Hearing the news that you need a mastectomy — or making the decision to have a preventive mastectomy — will likely throw your whole world out of balance. Women who have been in this position talk about feeling a whole range of emotions, including fear, sadness, hopelessness, worry and loss. Your breasts are a part of you: perhaps they have been a source of self-confidence, a link to your feminine side or a key part of motherhood. The idea of losing one or both of your breasts is not an easy pill to swallow, even when you know it’s the best decision for your health.

Many women are relieved to hear that breast reconstruction is an option after mastectomy. They feel strongly about undergoing the procedure because they feel restoring their breasts will help them regain a sense of control, wholeness and normalcy after the rollercoaster of battling breast cancer.

However, not all women who undergo a mastectomy want breast reconstruction. It can be normal to not feel drawn to the idea of rebuilding your breasts, given the added recovery time and risks associated with reconstruction surgery. You may want time to adjust to the way your body looks and feels post-mastectomy before making a final decision. In this case, delayed reconstruction can be an option. Additionally, some women may not be candidates for immediate reconstruction. Their cancer status, comorbidities or even the out-of-pocket costs associated with surgery may prevent reconstruction from being an option right away.

At the end of the day, though, breast reconstruction is just that — an option. Perhaps you are ready to make your decision now, or perhaps you’d rather wait a few more years before considering reconstructive surgery. What is most important is that you feel empowered to make the choice that is best for your health and your goals at this time, and not feel pressured into any particular choice while you are still facing cancer treatment.

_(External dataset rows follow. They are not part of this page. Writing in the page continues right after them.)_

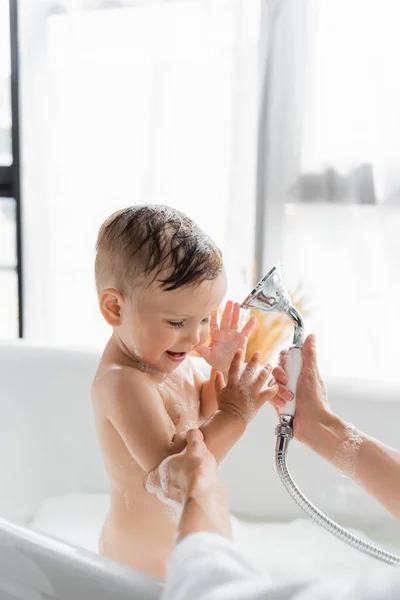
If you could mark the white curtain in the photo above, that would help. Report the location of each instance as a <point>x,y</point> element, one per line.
<point>344,249</point>
<point>135,102</point>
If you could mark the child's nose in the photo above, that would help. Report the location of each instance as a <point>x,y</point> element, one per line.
<point>193,337</point>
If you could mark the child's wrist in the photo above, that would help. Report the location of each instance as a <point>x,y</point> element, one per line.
<point>234,415</point>
<point>326,436</point>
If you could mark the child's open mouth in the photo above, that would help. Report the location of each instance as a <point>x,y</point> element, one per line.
<point>176,356</point>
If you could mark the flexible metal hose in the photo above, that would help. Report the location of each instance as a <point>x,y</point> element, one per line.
<point>316,515</point>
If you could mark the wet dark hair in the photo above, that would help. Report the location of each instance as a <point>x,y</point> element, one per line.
<point>145,240</point>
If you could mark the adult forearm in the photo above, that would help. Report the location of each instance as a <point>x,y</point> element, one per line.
<point>206,512</point>
<point>376,467</point>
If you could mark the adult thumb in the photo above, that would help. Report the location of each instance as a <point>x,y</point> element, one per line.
<point>310,352</point>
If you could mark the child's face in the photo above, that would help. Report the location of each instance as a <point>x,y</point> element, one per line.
<point>160,328</point>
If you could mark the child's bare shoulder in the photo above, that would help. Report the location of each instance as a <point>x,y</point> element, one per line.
<point>118,382</point>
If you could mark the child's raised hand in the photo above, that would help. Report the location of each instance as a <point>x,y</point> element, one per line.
<point>226,337</point>
<point>243,395</point>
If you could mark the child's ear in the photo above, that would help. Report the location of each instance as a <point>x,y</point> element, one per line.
<point>111,303</point>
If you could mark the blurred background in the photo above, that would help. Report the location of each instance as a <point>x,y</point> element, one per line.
<point>275,124</point>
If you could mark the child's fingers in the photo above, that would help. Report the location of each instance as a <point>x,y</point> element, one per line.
<point>203,351</point>
<point>249,371</point>
<point>262,378</point>
<point>234,369</point>
<point>194,435</point>
<point>235,316</point>
<point>227,316</point>
<point>280,375</point>
<point>214,328</point>
<point>248,328</point>
<point>269,395</point>
<point>219,382</point>
<point>277,402</point>
<point>282,358</point>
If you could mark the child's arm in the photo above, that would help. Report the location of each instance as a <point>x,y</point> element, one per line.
<point>207,393</point>
<point>238,403</point>
<point>225,339</point>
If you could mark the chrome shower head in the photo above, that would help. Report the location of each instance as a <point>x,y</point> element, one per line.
<point>271,294</point>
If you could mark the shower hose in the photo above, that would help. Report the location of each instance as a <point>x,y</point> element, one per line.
<point>321,519</point>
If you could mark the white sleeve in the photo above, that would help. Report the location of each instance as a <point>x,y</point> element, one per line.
<point>206,566</point>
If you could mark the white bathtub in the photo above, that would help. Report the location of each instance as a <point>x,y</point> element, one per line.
<point>48,449</point>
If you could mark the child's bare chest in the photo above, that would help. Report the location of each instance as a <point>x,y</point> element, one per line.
<point>181,401</point>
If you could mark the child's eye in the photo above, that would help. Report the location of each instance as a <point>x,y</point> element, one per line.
<point>176,323</point>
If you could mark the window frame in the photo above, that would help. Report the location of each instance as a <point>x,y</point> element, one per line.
<point>10,181</point>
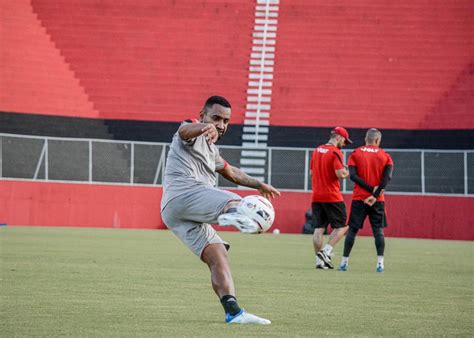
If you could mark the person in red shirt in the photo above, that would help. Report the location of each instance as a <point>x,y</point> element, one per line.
<point>370,168</point>
<point>327,169</point>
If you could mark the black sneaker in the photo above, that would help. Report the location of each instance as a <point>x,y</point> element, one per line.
<point>326,259</point>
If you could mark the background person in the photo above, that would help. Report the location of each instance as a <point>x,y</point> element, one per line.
<point>327,169</point>
<point>370,168</point>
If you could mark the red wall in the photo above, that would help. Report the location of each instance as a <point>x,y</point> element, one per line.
<point>87,205</point>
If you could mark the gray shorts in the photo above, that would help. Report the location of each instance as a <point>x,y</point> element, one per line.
<point>189,216</point>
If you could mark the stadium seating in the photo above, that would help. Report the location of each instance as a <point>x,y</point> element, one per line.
<point>403,65</point>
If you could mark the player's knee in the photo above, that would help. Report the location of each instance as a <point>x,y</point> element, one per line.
<point>377,231</point>
<point>215,255</point>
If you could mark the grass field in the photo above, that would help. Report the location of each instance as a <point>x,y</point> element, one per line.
<point>117,282</point>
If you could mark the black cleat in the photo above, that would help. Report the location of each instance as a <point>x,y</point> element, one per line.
<point>326,259</point>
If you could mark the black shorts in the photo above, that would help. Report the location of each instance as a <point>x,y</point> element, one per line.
<point>329,213</point>
<point>360,211</point>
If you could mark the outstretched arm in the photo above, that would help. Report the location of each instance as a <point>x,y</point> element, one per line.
<point>192,130</point>
<point>239,177</point>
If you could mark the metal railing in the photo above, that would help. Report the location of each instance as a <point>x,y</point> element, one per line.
<point>52,159</point>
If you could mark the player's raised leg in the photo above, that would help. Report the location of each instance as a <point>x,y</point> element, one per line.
<point>215,256</point>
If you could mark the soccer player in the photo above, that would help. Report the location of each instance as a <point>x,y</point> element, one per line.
<point>191,202</point>
<point>370,168</point>
<point>327,169</point>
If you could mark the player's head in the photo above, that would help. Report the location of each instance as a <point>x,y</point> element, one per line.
<point>373,137</point>
<point>216,110</point>
<point>340,137</point>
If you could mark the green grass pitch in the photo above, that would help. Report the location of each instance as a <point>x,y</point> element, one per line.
<point>118,282</point>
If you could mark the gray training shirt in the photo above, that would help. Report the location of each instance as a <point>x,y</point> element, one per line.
<point>190,165</point>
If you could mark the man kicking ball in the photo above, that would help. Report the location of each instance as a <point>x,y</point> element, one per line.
<point>191,202</point>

As a board-certified plastic surgeon with specializing in the full spectrum of breast reconstruction options, Dr. Christine Fisher understands that support and guidance are crucial when facing a breast cancer diagnosis. She is always happy to meet with patients for a consultation to explain the reconstruction process and help women find out if reconstruction is right for them. To learn more about breast reconstruction in Austin, Texas, please call us to schedule your one-on-one appointment with Dr. Fisher. You can also read more below, and hear what real patients have to say about the reconstruction process with Dr. Fisher.

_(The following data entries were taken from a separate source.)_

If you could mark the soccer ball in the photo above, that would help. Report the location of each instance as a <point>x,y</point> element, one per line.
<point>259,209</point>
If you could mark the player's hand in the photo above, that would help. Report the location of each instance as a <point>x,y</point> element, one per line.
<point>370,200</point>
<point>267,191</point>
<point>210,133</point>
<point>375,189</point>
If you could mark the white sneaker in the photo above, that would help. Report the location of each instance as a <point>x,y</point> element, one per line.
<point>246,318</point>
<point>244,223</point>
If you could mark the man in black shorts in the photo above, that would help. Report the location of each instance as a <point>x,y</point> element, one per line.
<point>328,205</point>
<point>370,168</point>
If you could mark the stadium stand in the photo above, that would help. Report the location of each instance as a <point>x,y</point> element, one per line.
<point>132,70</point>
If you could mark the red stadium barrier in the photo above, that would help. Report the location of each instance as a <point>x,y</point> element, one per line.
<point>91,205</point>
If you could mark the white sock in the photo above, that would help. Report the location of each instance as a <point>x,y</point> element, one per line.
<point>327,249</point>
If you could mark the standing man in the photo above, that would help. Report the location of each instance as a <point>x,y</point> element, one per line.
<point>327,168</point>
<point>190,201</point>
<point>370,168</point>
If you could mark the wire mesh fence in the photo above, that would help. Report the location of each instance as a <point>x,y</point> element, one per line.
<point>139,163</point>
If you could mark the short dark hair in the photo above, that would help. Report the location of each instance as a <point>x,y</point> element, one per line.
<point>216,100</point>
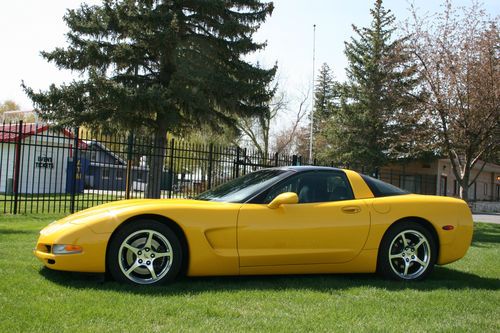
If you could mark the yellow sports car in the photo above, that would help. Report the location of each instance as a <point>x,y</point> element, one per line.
<point>290,220</point>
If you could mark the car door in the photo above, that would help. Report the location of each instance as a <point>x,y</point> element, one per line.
<point>327,225</point>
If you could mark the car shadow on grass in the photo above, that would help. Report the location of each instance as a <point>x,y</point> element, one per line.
<point>442,278</point>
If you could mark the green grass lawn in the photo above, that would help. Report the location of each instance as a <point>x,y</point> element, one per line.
<point>463,296</point>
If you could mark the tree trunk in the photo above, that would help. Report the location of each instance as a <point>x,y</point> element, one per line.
<point>156,161</point>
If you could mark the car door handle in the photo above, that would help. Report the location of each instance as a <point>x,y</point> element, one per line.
<point>351,209</point>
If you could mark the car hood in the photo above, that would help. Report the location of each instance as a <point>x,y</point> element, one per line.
<point>111,209</point>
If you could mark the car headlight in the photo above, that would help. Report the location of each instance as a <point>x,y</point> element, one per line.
<point>66,249</point>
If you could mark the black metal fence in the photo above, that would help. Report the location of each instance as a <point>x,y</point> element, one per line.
<point>44,169</point>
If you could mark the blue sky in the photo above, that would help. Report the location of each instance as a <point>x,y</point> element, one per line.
<point>29,26</point>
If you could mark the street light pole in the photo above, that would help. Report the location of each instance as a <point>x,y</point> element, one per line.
<point>312,97</point>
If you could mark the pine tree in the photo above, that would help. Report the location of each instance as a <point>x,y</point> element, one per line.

Breast Reconstruction Isn’t One-Size-Fits-All

Before you make a decision about reconstruction, it is worthwhile to learn about the different types of reconstructive surgery available to you. Using implants, for example, may put less stress on your body and may be more affordable than choosing tissue flap surgery. Alternatively, tissue flap reconstruction may be more appealing if you are not comfortable with the idea of implants. If you are interested in reconstruction but unsure of what type, it is important to consult with a board-certified plastic surgeon trained in microsurgery, as they are able to perform living tissue (such as DIEP flap) breast reconstruction in addition to implant breast reconstruction.

One of our reconstructive patients says that Dr. Fisher’s expertise in both implant and living tissue flap procedures drew her to chose our practice: “I interviewed several doctors before my surgery, all very good — I decided to go with Dr. Fisher due to her ability to really explain all types of breast reconstruction options in such detail. Her final work shows the amount of care and effort she took to ensure perfection.”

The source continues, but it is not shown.